После полуночи я возвращался по уже опустелым улицам на свердловский вокзал.
Мой дневничок в этом месте волнующе наивными и сентиментальными словами описывает романтическую историю, которая по прошествии семи лет уже не кажется мне такой романтической. Дело в том, что на пятый день пребывания в Свердловске я познакомился на вокзале с молодой грузинкой, Фатимой Соболевой, которая, как все мы, дремала в ожидании поезда на Магнитогорск. Я почувствовал к ней слабость не столько потому, что она была исключительно красива - ее круглое лицо со смуглой, покрытой нежным пушком кожей выглядело в меховой шапочке как видение не от мира сего; длинные, тугие косы она днем закручивала в узел, а перед сном расчесывала по пепельной шубке, смеясь в темноте и обнажая зубы как из слоновой кости, - но скорее потому, что она часто доставала из корзинки сыр, холодное мясо и масло, чтоб намазать на хлеб. Фатима была служащая Магнитогорского горисполкома, член партии, и именно партбилет открывал ей закрытые двери всяческих спецларьков. В Свердловске она застряла на несколько дней на обратном пути из Омска, где навещала раненого мужа - тоже грузина, - офицера артиллерийского полка, к началу советско-германской войны размещавшегося в Литве. Она говорила об этом со смехом, весело подшучивая.

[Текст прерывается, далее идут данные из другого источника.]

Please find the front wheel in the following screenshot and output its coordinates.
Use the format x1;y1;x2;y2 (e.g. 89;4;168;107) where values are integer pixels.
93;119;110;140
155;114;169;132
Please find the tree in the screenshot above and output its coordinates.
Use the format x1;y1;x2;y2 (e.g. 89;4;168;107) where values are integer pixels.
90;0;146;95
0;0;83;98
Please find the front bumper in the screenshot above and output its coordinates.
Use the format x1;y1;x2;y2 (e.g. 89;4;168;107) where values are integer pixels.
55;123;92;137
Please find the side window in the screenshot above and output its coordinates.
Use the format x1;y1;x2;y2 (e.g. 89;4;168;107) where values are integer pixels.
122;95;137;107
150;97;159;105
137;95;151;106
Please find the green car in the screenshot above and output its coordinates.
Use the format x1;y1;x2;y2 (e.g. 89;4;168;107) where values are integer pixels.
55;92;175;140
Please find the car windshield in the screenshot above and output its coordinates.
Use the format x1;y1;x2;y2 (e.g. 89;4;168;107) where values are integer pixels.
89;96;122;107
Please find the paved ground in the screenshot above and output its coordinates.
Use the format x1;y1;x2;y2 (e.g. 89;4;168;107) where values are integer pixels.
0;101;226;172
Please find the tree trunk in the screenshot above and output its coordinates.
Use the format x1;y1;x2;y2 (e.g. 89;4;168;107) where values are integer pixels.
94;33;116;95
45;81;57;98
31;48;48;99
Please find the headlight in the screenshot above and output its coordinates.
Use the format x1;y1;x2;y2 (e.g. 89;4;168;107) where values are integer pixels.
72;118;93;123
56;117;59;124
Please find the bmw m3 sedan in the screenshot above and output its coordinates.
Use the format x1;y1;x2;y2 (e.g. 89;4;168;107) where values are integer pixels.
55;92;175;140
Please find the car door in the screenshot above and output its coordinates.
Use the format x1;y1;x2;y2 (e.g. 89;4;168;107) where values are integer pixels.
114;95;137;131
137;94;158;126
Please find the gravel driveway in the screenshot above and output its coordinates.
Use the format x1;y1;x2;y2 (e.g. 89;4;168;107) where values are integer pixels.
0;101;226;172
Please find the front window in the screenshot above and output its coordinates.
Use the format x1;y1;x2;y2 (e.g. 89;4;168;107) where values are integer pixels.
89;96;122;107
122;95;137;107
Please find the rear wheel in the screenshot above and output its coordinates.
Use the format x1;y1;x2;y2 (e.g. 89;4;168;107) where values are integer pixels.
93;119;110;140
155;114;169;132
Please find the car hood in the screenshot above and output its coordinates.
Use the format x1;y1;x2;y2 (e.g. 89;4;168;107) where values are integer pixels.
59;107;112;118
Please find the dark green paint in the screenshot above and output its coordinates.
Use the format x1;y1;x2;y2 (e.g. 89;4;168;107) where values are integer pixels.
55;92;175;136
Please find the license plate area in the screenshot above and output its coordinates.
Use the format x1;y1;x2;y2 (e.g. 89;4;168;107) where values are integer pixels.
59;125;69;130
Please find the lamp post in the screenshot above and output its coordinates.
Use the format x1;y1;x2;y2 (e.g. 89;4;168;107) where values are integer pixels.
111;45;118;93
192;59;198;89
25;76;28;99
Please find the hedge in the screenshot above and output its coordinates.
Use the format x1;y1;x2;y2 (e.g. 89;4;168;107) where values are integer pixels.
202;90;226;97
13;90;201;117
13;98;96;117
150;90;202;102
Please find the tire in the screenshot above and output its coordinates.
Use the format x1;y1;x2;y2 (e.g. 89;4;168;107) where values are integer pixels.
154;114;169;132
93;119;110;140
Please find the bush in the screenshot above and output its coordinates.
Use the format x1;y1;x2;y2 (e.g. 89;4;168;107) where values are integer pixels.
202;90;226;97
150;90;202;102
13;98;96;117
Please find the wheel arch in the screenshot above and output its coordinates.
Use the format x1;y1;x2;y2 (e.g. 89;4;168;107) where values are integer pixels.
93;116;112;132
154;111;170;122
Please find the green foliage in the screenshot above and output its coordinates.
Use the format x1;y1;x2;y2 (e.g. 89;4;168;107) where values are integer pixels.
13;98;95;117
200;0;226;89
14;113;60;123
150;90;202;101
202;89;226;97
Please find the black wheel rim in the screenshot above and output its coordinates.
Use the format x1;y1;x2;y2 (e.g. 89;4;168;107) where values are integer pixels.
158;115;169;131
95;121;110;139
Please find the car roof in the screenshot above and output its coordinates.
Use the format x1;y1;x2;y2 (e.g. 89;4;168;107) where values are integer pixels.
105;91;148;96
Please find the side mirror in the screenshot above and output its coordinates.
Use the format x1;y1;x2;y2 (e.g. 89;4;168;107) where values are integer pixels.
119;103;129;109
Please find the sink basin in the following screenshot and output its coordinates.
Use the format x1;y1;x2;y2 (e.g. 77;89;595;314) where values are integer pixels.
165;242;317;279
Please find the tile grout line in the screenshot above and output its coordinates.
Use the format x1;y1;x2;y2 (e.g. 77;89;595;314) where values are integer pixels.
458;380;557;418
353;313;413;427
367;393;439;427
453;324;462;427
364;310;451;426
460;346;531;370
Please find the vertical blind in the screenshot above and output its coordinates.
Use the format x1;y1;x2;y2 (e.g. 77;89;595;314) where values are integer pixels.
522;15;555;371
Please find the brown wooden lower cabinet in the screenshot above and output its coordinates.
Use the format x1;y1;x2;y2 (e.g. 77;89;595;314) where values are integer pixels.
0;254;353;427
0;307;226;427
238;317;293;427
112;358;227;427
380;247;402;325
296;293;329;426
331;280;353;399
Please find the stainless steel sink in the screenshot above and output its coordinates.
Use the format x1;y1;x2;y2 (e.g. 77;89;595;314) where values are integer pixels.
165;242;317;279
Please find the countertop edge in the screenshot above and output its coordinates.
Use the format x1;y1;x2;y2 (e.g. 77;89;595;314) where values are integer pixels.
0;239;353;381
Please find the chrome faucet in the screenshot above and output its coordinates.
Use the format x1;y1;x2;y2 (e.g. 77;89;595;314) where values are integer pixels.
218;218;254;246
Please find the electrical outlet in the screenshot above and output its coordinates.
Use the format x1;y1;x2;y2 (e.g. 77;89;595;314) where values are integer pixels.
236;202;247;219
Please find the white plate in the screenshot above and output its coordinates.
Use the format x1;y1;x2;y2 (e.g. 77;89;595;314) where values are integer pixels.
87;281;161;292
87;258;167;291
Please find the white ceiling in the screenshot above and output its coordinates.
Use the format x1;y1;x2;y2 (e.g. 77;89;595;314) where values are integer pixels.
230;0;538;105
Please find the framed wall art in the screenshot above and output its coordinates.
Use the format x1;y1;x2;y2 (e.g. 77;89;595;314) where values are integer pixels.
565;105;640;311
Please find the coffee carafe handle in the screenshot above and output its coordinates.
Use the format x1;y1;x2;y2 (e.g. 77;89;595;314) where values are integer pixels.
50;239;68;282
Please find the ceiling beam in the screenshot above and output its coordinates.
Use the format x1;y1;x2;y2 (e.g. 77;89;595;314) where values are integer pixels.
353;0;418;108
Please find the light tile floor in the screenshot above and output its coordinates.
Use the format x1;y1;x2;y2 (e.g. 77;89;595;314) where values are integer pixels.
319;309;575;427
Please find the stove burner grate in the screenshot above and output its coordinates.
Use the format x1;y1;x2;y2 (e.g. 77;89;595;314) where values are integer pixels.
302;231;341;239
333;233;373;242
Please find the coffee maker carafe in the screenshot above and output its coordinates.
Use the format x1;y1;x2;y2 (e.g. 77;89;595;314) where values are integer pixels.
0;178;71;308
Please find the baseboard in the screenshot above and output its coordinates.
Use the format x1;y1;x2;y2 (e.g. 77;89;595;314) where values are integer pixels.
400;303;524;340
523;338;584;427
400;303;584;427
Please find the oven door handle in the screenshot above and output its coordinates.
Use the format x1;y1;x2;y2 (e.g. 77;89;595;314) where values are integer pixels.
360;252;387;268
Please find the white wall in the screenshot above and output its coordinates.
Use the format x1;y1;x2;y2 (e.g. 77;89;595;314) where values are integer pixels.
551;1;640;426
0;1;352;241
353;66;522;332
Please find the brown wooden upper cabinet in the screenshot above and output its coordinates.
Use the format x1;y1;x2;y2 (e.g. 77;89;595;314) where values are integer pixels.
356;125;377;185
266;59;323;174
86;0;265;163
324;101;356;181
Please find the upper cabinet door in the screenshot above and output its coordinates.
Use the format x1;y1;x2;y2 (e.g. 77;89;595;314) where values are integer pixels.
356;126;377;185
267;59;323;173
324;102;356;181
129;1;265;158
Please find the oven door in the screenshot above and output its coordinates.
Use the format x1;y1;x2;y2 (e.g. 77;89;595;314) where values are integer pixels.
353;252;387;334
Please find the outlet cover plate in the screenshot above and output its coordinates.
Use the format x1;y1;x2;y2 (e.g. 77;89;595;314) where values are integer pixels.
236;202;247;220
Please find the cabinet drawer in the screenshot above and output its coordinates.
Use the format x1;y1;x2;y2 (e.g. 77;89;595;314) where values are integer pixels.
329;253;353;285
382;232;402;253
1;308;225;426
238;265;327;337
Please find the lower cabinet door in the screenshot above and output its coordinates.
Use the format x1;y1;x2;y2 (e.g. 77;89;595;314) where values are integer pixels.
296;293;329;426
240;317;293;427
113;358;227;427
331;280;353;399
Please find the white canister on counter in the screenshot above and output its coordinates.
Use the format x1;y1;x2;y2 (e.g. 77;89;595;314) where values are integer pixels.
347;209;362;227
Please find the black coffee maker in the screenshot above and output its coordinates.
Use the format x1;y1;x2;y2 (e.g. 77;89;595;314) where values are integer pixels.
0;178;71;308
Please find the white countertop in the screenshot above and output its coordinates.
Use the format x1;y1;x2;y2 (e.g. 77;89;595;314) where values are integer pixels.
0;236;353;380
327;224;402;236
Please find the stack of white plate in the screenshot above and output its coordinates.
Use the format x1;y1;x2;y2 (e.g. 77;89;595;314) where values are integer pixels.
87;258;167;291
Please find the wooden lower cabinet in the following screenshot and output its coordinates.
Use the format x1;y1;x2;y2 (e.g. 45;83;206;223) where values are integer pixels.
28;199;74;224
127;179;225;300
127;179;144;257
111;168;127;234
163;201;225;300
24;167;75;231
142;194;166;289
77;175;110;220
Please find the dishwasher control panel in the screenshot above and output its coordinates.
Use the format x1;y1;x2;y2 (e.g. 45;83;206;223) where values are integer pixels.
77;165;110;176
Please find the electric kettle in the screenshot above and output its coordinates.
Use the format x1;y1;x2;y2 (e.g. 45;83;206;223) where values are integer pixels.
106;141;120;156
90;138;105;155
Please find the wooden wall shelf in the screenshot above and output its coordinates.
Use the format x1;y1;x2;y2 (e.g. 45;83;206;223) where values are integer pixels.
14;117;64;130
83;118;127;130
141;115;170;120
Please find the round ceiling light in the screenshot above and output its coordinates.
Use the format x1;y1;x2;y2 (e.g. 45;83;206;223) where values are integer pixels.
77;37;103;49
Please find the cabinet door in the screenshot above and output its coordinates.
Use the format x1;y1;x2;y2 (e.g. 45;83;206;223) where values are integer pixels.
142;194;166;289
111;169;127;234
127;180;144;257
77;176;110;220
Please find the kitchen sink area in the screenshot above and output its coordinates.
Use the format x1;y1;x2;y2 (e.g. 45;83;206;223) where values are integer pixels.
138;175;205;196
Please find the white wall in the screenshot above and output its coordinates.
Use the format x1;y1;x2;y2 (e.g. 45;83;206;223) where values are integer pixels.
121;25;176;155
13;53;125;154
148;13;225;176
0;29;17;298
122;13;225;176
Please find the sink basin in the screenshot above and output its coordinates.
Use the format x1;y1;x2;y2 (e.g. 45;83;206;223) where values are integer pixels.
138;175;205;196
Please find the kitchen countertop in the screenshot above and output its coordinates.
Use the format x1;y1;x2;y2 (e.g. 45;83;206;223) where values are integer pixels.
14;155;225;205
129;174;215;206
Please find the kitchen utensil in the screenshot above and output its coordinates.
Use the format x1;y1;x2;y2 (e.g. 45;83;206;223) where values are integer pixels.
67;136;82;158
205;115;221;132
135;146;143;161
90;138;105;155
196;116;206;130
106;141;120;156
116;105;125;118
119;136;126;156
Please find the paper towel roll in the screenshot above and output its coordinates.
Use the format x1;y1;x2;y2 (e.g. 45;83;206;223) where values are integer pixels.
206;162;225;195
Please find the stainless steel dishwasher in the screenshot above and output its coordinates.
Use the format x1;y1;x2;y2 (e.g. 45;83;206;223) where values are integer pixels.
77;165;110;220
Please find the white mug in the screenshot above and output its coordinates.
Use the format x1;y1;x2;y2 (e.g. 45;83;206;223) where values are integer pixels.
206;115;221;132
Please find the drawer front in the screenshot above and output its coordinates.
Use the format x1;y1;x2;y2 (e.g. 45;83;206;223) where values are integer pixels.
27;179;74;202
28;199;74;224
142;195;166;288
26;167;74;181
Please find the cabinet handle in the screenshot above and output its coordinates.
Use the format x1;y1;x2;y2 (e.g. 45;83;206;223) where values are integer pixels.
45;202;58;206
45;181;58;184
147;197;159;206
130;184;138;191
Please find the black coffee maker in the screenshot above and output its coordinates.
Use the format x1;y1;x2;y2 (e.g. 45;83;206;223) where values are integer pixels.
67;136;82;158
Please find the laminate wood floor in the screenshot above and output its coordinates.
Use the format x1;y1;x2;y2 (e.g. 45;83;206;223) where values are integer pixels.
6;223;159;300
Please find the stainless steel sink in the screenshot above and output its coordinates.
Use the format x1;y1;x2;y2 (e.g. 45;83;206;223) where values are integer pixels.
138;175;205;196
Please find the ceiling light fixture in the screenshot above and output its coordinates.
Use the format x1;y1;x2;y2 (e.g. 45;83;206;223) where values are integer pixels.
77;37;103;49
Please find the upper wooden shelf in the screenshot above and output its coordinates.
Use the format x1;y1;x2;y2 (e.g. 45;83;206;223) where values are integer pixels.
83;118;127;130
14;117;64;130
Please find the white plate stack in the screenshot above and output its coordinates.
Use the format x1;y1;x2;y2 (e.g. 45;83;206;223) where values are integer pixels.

– С него уже никакого толку, - уверяла она меня не раз, - обе ноги ампутировали. Бедный-то он бедный, да не спать же всю жизнь с калекой.
Мы быстро подружились и разок-другой даже пошли в темный угол возле камеры хранения. Фатима уговаривала меня бросить мысли о солдатчине и ехать с ней в Магнитогорск.
– Что за чепуха, - говорила она жалобным голоском, - сколько еще жизни остается человеку? В Красную Армию тебя не тащат, так куда ты прешь? Образование у тебя какое-то есть, неужели я, член партии, тебя на хорошую работу не устрою?
Молодая грузинка не желала верить тому, что я рассказывал о лагерях.
– Чепуха, чепуха, - она категорически мотала головой, - в Советском Союзе таких вещей нет. Каждый может на севере заболеть цингой, да и одежду тоже нетрудно изорвать на работе. Ноги вылечишь, на одежду получишь талончик, и дело оформлено.
Но, когда мы выходили вечером в город и шли по снегу куда глаза глядят, она, нервно сжимая мне локоть, останавливала каждую вспышку моих лагерных реминисценций.
– Неужели тебя хоть тому не обучили в лагере, - шептала она взволнованно, оглядываясь по сторонам, - что за болтовню легче всего попасться на улице? Разве разберешь, кто идет по улице?